You’ve seen the troubling headlines. Hundreds of millions of dollars could be stripped from our public school operations to help plug the gaping hole in the state’s budget over the next several years. More than $264 million per year, not including labor savings from furloughs or reductions in force, would be cut from the Department of Education’s base budget under a proposal we had to put forward to meet budget planning directives.
This comes in the middle of a health pandemic, with yet-unknown learning loss consequences and escalating curriculum, connectivity, health, trauma and safety expenses.
It keeps me up at night and pains me deeply. Our school principals are going through the difficult process of figuring out how to absorb $124 million at the school level, including $24 million specifically in special education. Our centralized state office, which already has the lowest spending nationally for general administration, has identified more than 100 position eliminations, which will directly impact services to schools.
Implementing these cuts presents our students and employees with much difficulty and uncertainty. Our kids do not deserve this. Students should not be forced to advocate for their basic civil right to quality public education. At a time when our children’s education is highly disrupted, and when fears, insecurities and unknowns weigh heavily on their families, what is Hawaii choosing to do for its public school students?
I am proposing a powerful lever of change.
On behalf of our public school system I will be seeking passage of a civil rights bill in the upcoming session that provides funding through what’s known as a maintenance of effort guarantee. This approach — which exists nationally in various fair-funding policies at the federal, state and local levels — is designed to provide consistency for students by ensuring education funding remains constant from year to year. It would make it unlawful to cut the department’s base budget below the previous year’s level.
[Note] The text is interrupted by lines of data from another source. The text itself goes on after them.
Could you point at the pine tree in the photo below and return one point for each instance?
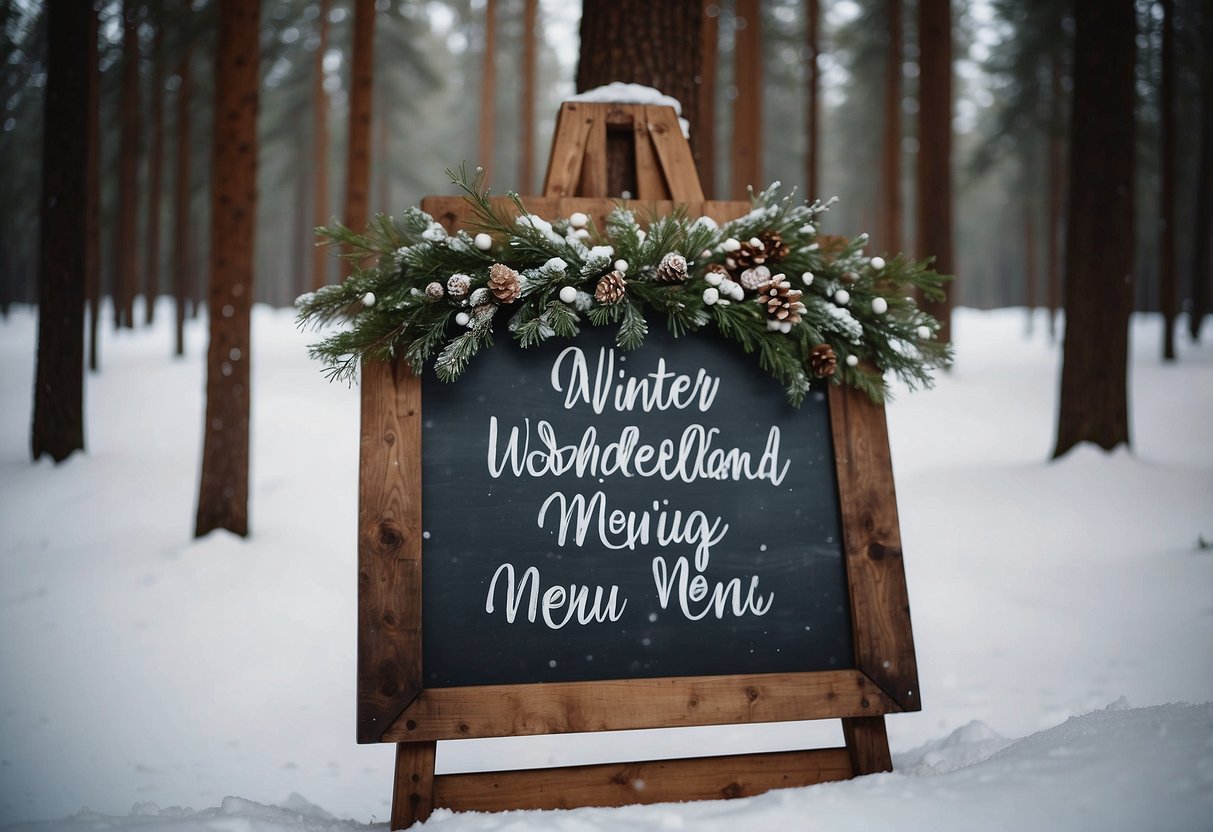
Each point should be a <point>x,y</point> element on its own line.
<point>1099,234</point>
<point>223,494</point>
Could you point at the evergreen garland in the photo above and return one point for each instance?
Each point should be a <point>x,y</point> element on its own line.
<point>402,298</point>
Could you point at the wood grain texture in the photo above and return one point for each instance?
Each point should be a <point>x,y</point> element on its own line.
<point>388,546</point>
<point>675,154</point>
<point>880,600</point>
<point>867,745</point>
<point>624,784</point>
<point>568,150</point>
<point>413,788</point>
<point>456,713</point>
<point>649,181</point>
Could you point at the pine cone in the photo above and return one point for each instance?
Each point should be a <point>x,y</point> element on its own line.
<point>672,268</point>
<point>459,285</point>
<point>767,248</point>
<point>755,278</point>
<point>781,301</point>
<point>610,288</point>
<point>823,360</point>
<point>504,283</point>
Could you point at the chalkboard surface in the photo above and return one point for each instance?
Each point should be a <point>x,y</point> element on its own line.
<point>592,513</point>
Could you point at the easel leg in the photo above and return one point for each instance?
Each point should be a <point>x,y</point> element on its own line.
<point>867,745</point>
<point>413,787</point>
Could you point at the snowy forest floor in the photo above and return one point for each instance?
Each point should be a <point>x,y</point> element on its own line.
<point>1068,603</point>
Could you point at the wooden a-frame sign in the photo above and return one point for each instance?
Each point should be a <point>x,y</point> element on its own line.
<point>393,701</point>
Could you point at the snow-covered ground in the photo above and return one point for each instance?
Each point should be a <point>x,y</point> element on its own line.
<point>1068,604</point>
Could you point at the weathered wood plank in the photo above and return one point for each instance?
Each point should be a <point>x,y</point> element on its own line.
<point>455,713</point>
<point>413,788</point>
<point>867,745</point>
<point>568,150</point>
<point>872,540</point>
<point>656,781</point>
<point>593,165</point>
<point>388,546</point>
<point>650,184</point>
<point>675,154</point>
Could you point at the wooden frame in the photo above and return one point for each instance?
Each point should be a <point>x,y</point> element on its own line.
<point>393,705</point>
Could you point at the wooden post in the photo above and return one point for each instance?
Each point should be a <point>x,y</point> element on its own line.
<point>394,706</point>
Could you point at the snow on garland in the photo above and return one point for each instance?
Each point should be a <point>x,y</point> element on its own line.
<point>806,308</point>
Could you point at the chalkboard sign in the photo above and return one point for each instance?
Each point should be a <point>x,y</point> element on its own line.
<point>594,513</point>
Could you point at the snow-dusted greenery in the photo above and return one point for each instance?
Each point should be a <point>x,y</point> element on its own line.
<point>863,307</point>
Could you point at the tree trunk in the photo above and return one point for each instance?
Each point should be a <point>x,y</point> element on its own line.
<point>747,106</point>
<point>1202,235</point>
<point>934,191</point>
<point>704,130</point>
<point>488,90</point>
<point>636,41</point>
<point>58,385</point>
<point>155,180</point>
<point>1099,234</point>
<point>92,182</point>
<point>223,495</point>
<point>320,149</point>
<point>182,265</point>
<point>813,112</point>
<point>1057,186</point>
<point>358,158</point>
<point>890,141</point>
<point>527,152</point>
<point>125,262</point>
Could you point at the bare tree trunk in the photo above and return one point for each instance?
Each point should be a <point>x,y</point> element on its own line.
<point>182,265</point>
<point>1168,278</point>
<point>223,494</point>
<point>58,385</point>
<point>320,149</point>
<point>1202,237</point>
<point>125,262</point>
<point>934,191</point>
<point>747,106</point>
<point>813,112</point>
<point>636,41</point>
<point>1099,235</point>
<point>527,152</point>
<point>488,90</point>
<point>704,129</point>
<point>155,165</point>
<point>92,182</point>
<point>358,158</point>
<point>1055,184</point>
<point>890,143</point>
Hawaii has an opportunity to show the nation that the civil rights of its public school students are nonnegotiable, that there are no expendable generations of students. The Elementary and Secondary Education Act (ESEA) of 1965, which purposefully followed the Civil Rights Act of 1964, placed a stake in the ground, stating that students — no matter their socioeconomic status — have a right to free, quality public education. The eight reauthorizations of the ESEA that followed further clarified those rights, pushing back on state-driven political battles around race, segregation and equity of access.
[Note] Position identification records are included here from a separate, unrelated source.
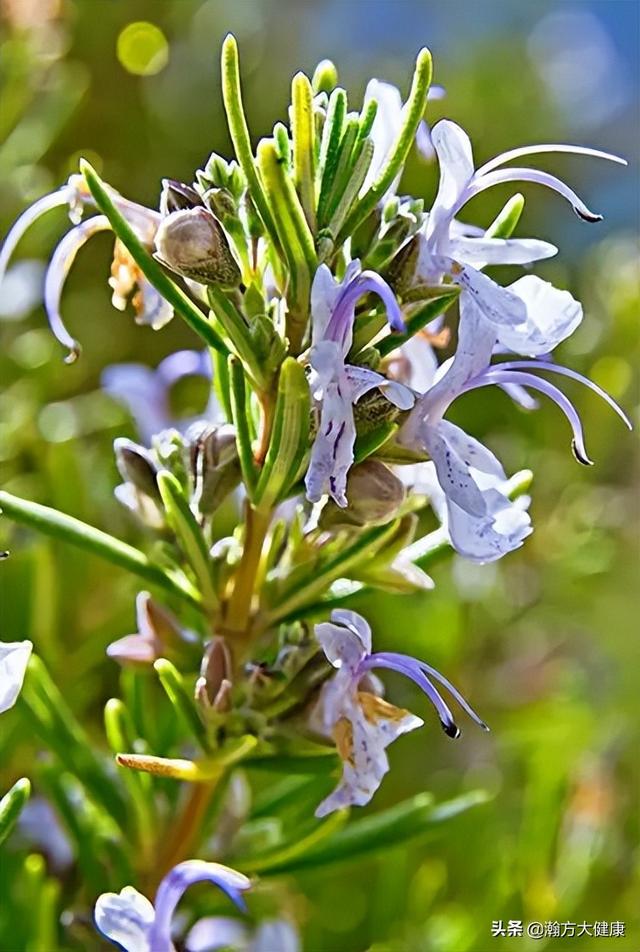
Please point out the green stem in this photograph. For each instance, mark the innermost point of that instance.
(58, 525)
(414, 111)
(239, 606)
(239, 416)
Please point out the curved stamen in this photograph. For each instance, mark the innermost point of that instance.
(26, 220)
(341, 320)
(548, 389)
(179, 879)
(480, 183)
(441, 678)
(61, 262)
(410, 669)
(545, 149)
(566, 372)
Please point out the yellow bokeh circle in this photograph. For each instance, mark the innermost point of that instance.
(142, 48)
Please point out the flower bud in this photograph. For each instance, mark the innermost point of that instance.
(177, 196)
(158, 635)
(215, 467)
(375, 496)
(192, 243)
(213, 687)
(136, 465)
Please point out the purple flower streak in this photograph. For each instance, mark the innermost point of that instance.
(337, 386)
(130, 921)
(350, 710)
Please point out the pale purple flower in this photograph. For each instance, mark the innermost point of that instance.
(362, 724)
(158, 632)
(483, 523)
(146, 392)
(524, 373)
(530, 316)
(130, 920)
(126, 276)
(14, 658)
(336, 386)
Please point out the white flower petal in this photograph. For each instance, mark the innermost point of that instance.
(365, 728)
(455, 156)
(14, 657)
(126, 919)
(497, 304)
(344, 641)
(324, 292)
(552, 315)
(487, 538)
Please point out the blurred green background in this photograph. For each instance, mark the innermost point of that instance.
(544, 644)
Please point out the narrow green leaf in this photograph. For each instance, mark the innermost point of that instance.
(240, 417)
(303, 132)
(59, 728)
(367, 118)
(295, 848)
(239, 131)
(291, 223)
(283, 143)
(205, 770)
(358, 173)
(307, 588)
(413, 113)
(505, 222)
(68, 529)
(221, 382)
(417, 321)
(181, 302)
(408, 821)
(183, 703)
(335, 177)
(121, 735)
(11, 806)
(188, 533)
(289, 435)
(43, 893)
(373, 440)
(235, 332)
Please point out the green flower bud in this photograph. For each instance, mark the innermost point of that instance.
(375, 496)
(192, 243)
(136, 465)
(215, 467)
(177, 196)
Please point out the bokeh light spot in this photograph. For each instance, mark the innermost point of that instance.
(142, 48)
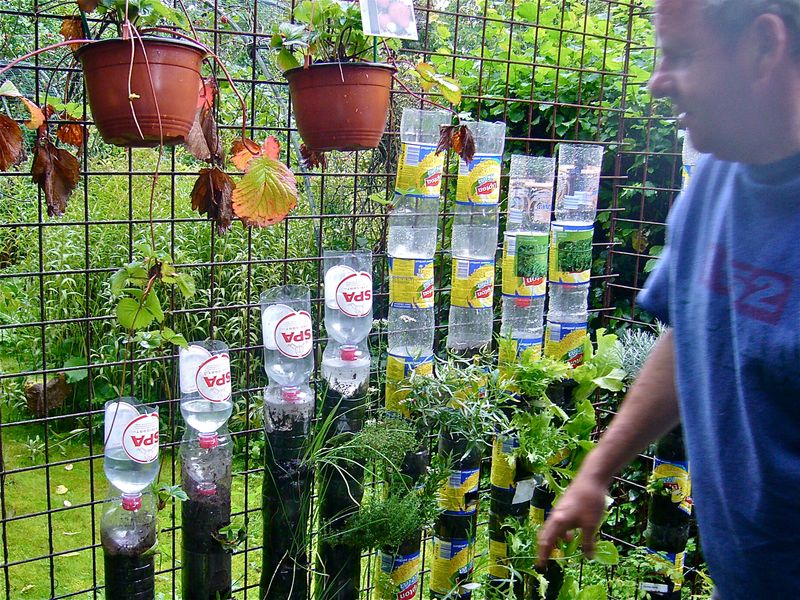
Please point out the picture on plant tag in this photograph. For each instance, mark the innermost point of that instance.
(389, 18)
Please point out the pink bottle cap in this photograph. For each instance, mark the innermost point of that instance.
(208, 440)
(348, 353)
(290, 394)
(131, 502)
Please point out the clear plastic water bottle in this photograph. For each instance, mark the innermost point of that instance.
(414, 219)
(471, 301)
(287, 333)
(578, 182)
(567, 318)
(348, 296)
(530, 193)
(205, 379)
(128, 535)
(478, 194)
(131, 448)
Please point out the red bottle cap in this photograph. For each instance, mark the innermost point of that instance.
(522, 302)
(348, 353)
(290, 394)
(208, 440)
(131, 501)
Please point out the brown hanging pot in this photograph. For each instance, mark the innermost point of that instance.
(173, 67)
(341, 106)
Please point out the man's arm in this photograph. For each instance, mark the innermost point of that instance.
(649, 410)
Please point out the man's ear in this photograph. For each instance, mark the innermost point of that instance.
(767, 44)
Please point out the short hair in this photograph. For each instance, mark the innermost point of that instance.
(732, 17)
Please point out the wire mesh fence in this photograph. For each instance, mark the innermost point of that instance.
(553, 70)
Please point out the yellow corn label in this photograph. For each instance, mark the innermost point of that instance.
(498, 560)
(525, 265)
(504, 466)
(398, 370)
(570, 253)
(479, 180)
(564, 341)
(410, 283)
(453, 560)
(453, 493)
(419, 171)
(473, 283)
(676, 476)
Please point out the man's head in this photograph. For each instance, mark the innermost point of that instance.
(732, 69)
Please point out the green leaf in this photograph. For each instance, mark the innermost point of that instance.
(80, 374)
(605, 553)
(131, 316)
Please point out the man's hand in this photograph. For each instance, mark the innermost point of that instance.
(581, 507)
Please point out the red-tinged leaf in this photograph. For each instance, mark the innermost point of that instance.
(272, 148)
(266, 193)
(56, 172)
(88, 5)
(243, 151)
(312, 158)
(203, 140)
(212, 195)
(208, 91)
(71, 29)
(11, 150)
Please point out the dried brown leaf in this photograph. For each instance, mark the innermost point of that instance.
(212, 195)
(11, 150)
(56, 172)
(71, 29)
(312, 158)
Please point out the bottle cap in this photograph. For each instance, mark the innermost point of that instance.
(348, 353)
(522, 302)
(206, 488)
(131, 501)
(208, 440)
(290, 394)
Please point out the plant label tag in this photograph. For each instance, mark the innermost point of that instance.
(293, 335)
(140, 438)
(354, 295)
(213, 378)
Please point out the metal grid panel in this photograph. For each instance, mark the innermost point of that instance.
(552, 69)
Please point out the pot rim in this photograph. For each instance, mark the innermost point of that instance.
(343, 65)
(145, 39)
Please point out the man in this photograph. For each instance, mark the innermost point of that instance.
(727, 283)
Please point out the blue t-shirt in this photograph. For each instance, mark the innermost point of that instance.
(728, 283)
We find ourselves in another battle of sorts — the battle for how public funds in Hawaii will be prioritized to protect this constitutional right.
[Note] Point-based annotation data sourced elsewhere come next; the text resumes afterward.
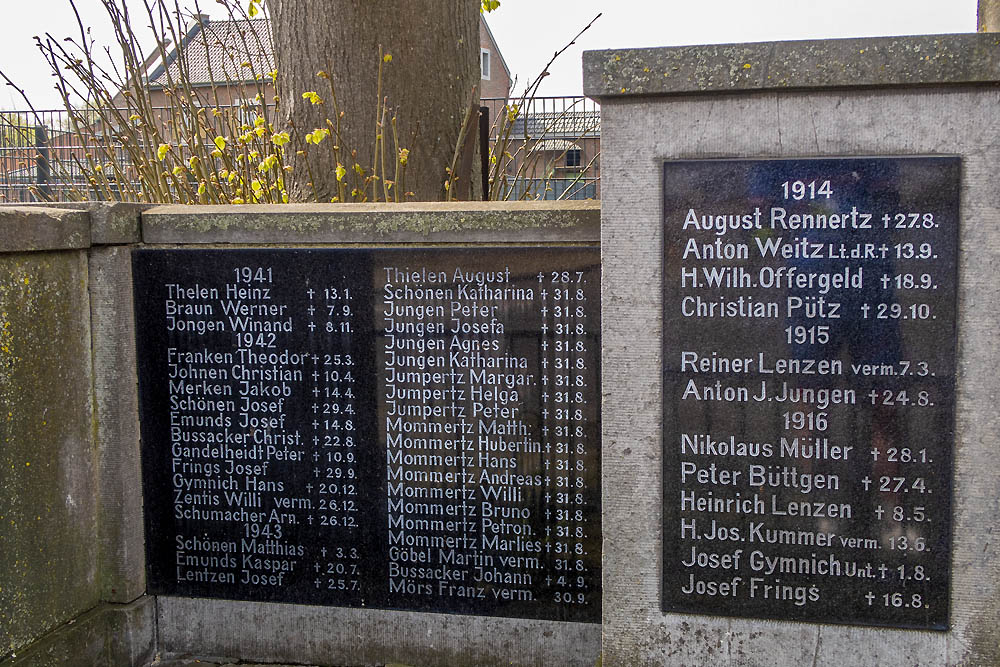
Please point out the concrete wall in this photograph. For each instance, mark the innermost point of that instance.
(72, 562)
(780, 100)
(53, 483)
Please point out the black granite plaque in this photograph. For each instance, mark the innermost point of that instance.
(809, 363)
(402, 429)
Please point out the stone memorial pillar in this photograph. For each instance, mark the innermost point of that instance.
(798, 242)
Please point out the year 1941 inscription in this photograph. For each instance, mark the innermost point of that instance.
(411, 429)
(809, 360)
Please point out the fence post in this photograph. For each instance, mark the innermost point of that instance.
(42, 168)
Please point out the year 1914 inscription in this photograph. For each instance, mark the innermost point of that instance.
(401, 429)
(809, 361)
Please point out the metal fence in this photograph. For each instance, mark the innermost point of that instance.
(553, 144)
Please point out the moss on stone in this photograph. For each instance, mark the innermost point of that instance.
(47, 489)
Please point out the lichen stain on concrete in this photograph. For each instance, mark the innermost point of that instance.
(379, 222)
(45, 578)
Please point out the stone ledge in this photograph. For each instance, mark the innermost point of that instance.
(28, 229)
(112, 223)
(829, 63)
(420, 222)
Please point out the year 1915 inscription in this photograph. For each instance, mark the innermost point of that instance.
(809, 360)
(403, 429)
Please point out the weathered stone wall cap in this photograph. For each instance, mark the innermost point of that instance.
(25, 229)
(354, 223)
(830, 63)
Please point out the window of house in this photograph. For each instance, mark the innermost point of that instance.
(484, 62)
(574, 157)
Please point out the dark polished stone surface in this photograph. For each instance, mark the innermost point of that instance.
(809, 363)
(403, 429)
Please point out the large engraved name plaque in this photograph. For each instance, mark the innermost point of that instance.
(808, 401)
(409, 429)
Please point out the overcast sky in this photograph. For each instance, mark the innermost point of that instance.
(529, 31)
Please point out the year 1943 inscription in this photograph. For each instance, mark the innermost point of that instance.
(404, 429)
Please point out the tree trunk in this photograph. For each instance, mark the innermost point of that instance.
(431, 84)
(989, 16)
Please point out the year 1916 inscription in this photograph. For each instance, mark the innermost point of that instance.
(809, 360)
(404, 429)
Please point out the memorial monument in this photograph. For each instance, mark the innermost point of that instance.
(798, 352)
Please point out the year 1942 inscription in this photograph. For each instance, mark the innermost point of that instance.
(411, 429)
(809, 360)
When the Hawaii Legislature reconvenes next month, we will fiercely advocate to prevent disinvesting in public education. But we cannot do this alone. We need the hope and vision that comes from our community standing unified together. No more unfunded mandates. No more over-prescriptive policies that keep us in the age of factory jobs. No more funding cuts to public education.
What will Hawaii’s message to our children be when the 2021 legislative session adjourns? The answer will be reflected in the budget for our public school system.
Christina M. Kishimoto, Ed.D., is superintendent of Hawaii’s Department of Education.